When its time to setup an AD password policy for your company you are going to google the process and you are going to find 1 Million ways to enforce passwords. Unfortunately most of the ways that are listed there are really geared toward older options Pre 2008 Active Directory. Most involve trying to use group policy, and are way more difficult to deploy than they need to be. And of course they never mention the gotchas, of turning on password policy in a existing environment, and then unceremoniously locking out all your users at the same time.( I mention it for a friend, Seriously it wasn’t me I don’t know what you are talking about)
Turning on Password Policy’s
If you are turning on password policy’s for users. You should be doing it with Fine Tune Password Policy’s. Its the Easiest and most flexible way to deploy password policy’s. This is because you are able to set a hierarchy and have more stringent password policy’s deploy to users.
To deploy this you will want to launch Active Directory Administrative Center(ADAC). ADAC was deployed with Server 2012/ Win 8 and makes setting up these policy’s very easy. Next go to System > Password Settings Container.
On the right hit New, Password Setting.

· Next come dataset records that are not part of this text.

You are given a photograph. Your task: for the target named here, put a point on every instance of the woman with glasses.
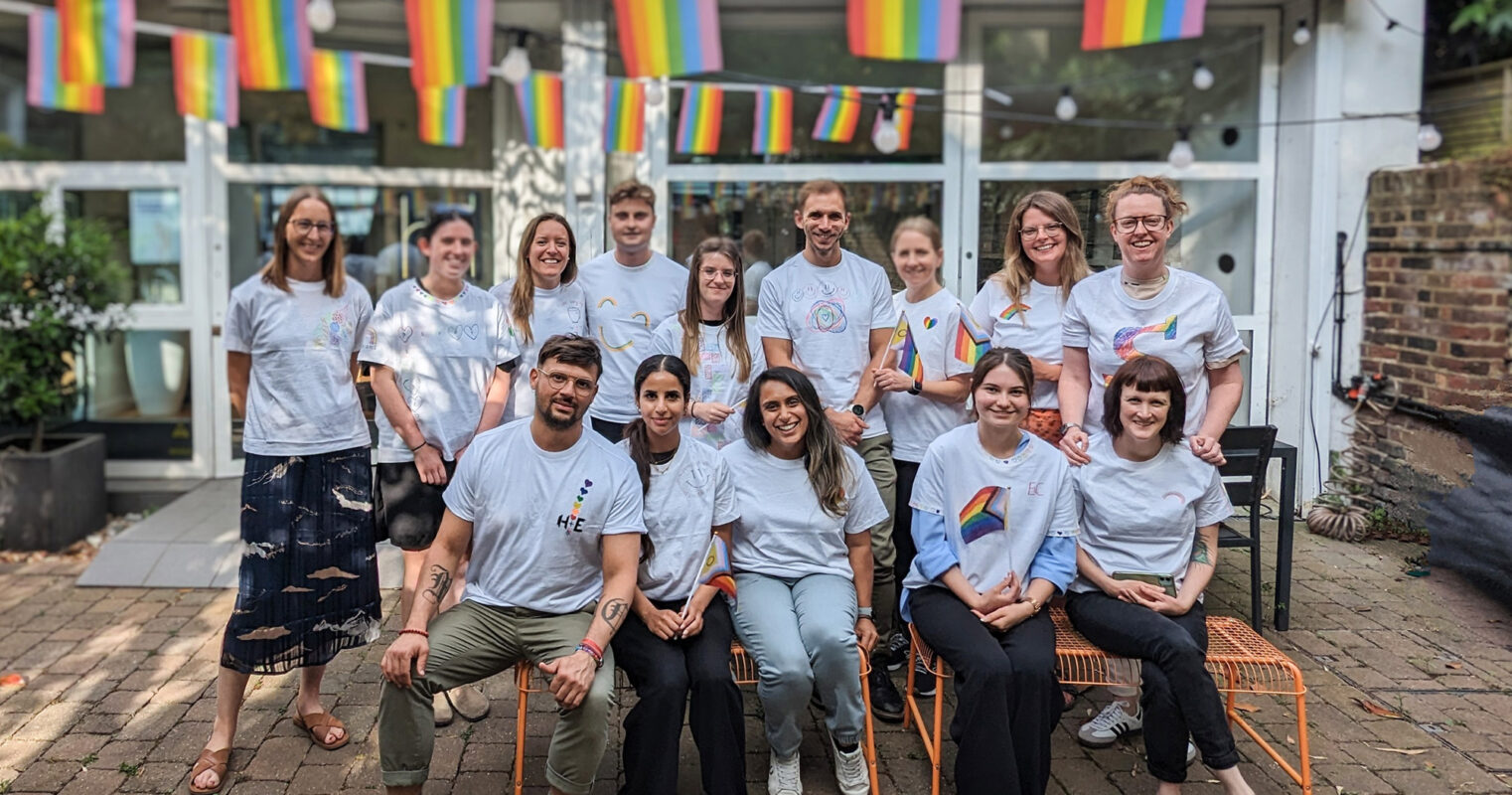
(440, 357)
(1021, 304)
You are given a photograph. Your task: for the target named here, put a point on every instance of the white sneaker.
(850, 771)
(782, 775)
(1110, 724)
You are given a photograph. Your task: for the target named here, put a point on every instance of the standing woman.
(674, 646)
(1149, 513)
(440, 357)
(543, 301)
(995, 519)
(1022, 302)
(802, 556)
(309, 579)
(709, 336)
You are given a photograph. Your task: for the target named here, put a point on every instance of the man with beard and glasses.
(553, 520)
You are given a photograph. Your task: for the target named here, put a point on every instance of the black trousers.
(664, 675)
(1007, 700)
(1179, 697)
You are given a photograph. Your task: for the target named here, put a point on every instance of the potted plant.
(58, 286)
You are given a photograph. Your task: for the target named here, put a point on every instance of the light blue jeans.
(802, 635)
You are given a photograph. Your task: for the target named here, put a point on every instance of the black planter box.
(54, 498)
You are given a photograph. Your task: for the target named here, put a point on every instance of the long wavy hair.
(825, 457)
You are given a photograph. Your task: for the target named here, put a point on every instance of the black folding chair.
(1248, 450)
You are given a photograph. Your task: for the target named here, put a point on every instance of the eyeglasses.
(1152, 223)
(558, 382)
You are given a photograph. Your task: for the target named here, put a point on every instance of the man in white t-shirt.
(829, 313)
(553, 519)
(631, 290)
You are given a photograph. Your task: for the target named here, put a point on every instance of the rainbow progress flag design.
(669, 37)
(443, 115)
(338, 91)
(272, 43)
(773, 129)
(837, 115)
(205, 78)
(625, 115)
(98, 41)
(1126, 23)
(44, 79)
(984, 513)
(449, 41)
(540, 97)
(700, 119)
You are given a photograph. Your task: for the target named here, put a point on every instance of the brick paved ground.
(121, 694)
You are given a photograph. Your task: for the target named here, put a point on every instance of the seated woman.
(677, 640)
(1146, 552)
(995, 525)
(802, 556)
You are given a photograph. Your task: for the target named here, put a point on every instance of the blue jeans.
(802, 635)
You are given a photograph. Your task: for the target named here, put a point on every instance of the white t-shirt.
(625, 305)
(829, 315)
(1030, 324)
(1189, 325)
(301, 398)
(559, 310)
(443, 356)
(926, 333)
(1143, 516)
(717, 378)
(537, 517)
(689, 495)
(996, 511)
(782, 531)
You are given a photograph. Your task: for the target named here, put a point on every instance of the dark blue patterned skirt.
(309, 579)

From here you can set all of your compliance requirements and build out any precedent policy’s. For instance, I like to have Domain Admins, and Service Accounts to have more strict password policy’s. With the Domain Default applying to all domain users.
Avoiding the Gotchas
Once you have your policy created, Apply it to a test user, but not the whole Domain users group. Next we need to do some digging before applying this to a existing domain, because if you apply this to an existing account it will automatically take effect based on the last password set, not based on when this policy was applied. Meaning you can potentially lock out all your users. I didn’t actually run into this problem, mostly because my predecessors did this and then gave up on deploying passwords.
So to avoid this we need to do some digging and figure out who is going to be effected. To Find this out we will use powershell to get some ad Attributes.

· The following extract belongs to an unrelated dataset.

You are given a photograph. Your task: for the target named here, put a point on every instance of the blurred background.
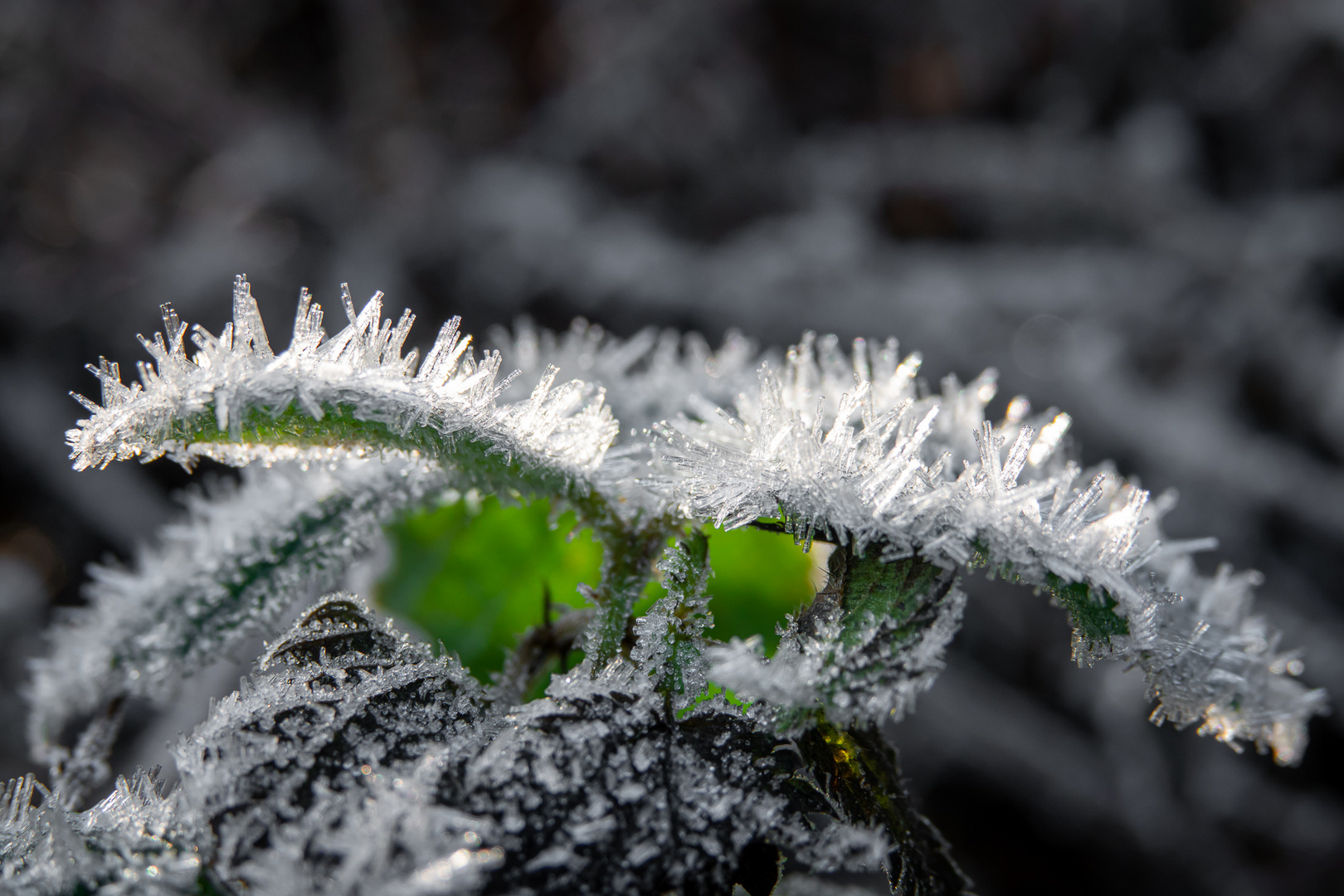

get-aduser -Filter * -Properties passwordlastset, passwordneverexpires, PasswordExpired | Export-Csv "PaswordExp.csv"
This will create a spreadsheet with the list of users, and the last time there passwords were set, if there password is expired, and if they are set to manually never expire. From this we can determine who will be locked out if we are implementing a 90 day password policy, and if there are any users we need to remove password exemptions.

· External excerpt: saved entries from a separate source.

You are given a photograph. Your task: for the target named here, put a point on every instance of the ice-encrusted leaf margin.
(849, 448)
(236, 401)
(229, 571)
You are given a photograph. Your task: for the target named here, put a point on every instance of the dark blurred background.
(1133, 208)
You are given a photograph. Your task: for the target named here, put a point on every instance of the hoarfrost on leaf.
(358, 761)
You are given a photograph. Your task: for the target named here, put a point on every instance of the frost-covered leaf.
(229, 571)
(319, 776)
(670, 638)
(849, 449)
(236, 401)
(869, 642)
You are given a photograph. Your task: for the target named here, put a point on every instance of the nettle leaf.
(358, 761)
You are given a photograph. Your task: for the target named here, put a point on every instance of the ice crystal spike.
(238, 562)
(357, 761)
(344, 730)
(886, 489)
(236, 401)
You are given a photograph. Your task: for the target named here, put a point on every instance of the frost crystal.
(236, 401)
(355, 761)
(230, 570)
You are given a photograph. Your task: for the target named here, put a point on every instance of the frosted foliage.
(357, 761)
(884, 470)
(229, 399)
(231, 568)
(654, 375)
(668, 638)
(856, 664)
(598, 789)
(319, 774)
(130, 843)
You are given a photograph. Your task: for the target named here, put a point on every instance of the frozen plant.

If you are implementing a password policy for the first time in a large company, it may be impractical to simply let users know they need to change there password. Instead you can use powershell to reset there last password date to today’s date, giving them an additional 90 day’s before there password expires. Unfortunately there is no built in way to just manually set last password date. So we have to trick the system in to resting the last set date to today. The following code, sets the password last set date to 0 then -1 which tricks it into setting it to today.
$user = get-aduser username -Properties passwordlastset, passwordneverexpires, PasswordExpired
$user.pwdLastSet = 0
Set-ADUser -Instance $user
$user.pwdLastSet = -1
Set-ADUser -Instance $user
Pulling it all together
After you have done your testing to make sure you wont lock people out you will need to apply this same process to all your users. Below is a script that looks to see if any one password was set less the 90 days ago or if they have an account the is manually set to never expire. Removes it and sets there last password date to day. Please run at your own caution and after thoroughly testing in your environment
$users = get-aduser -Filter * -Properties passwordlastset, passwordneverexpires, PasswordExpired -SearchBase "Add an OU pathe to your users so you dont apply this to service accounts"
$expirationdate = $(Get-Date).AddDays(-90)
foreach($user in $users){
if ($user.PasswordNeverExpires -eq "True" -or $user.passwordlastset -lt $expirationdate)
{
$user
$user.pwdLastSet = 0
Set-ADUser -Instance $user
$user.pwdLastSet = -1
Set-ADUser -Instance $user
get-aduser $user | Set-ADAccountControl -PasswordNeverExpires:$false
}
}
Once this is run, simply apply your password container to Domain Users and then you are set.